Revenue slipped 1.8 % to HK$47.36 million (FY25: HK$48.25 million). Convergence media remained the dominant contributor at HK$35.01 million (-5.1 %), while the dry-grinding and dry-beneficiation (DGDB) segment advanced 8.8 % to HK$12.35 million. Group gross profit edged up 11.9 % to HK$8.33 million, lifting gross margin by 2.2 percentage points year on year, supported by higher-margin DGDB services.
Key profit-and-loss movements included: • Other income, gains and losses rose to HK$13.05 million (FY25: HK$0.36 million), buoyed by an HK$18.60 million gain from the derecognition of placing-note payables and accrued interest, partly offset by a HK$6.21 million net exchange loss. • Net impairment under the expected credit-loss model swung to a HK$0.77 million charge (FY25: HK$6.48 million reversal). • Finance costs surged 86.8 % to HK$18.07 million on full-year interest expense for convertible bonds and higher RMB-denominated borrowing costs. • The FY25 base included a one-off HK$27.47 million gain on extinguishment of financial liabilities that did not recur.
The balance sheet remained stretched. Cash and cash equivalents stood at HK$64.50 million, up from HK$7.54 million, aided by a HK$71.53 million rights issue and share placing completed in July 2025. Nevertheless, current liabilities of HK$297.09 million exceeded current assets of HK$100.91 million, leaving net current liabilities of HK$196.18 million and an overall net deficit of HK$312.86 million. Total borrowings and convertible-bond liabilities amounted to HK$231.79 million, producing a gearing ratio of 74.1 %. The liquidity ratio improved to 34.0 % but remains constrained.

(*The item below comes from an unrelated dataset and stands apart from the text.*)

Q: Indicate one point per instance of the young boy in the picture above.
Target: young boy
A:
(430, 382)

Auditor Forvis Mazars CPA Limited issued a disclaimer of opinion, citing material uncertainties over the Group’s ability to continue as a going concern. Management’s mitigation measures include further equity fund-raising—post-year-end share subscriptions on 15 April and 1 June 2026 generated HK$20.50 million—loan capitalisations, debt extensions and cost controls, alongside efforts to commercialise DGDB technologies in Mongolia and to expand convergence-media services.
No final dividend was declared.
Outstanding litigation linked to historic placing notes was discontinued on 6 March 2026, with the claimant ordered to bear the Company’s legal costs. Separate contractual disputes with a licensor over advertising rights remain ongoing in PRC and Hong Kong courts.
Looking ahead, the Group plans to scale DGDB applications in iron-ore and coal projects, explore low-cost power-driven digital infrastructure opportunities, and pursue measured growth in convergence media through digital advertising and live events, while closely monitoring liquidity and funding requirements.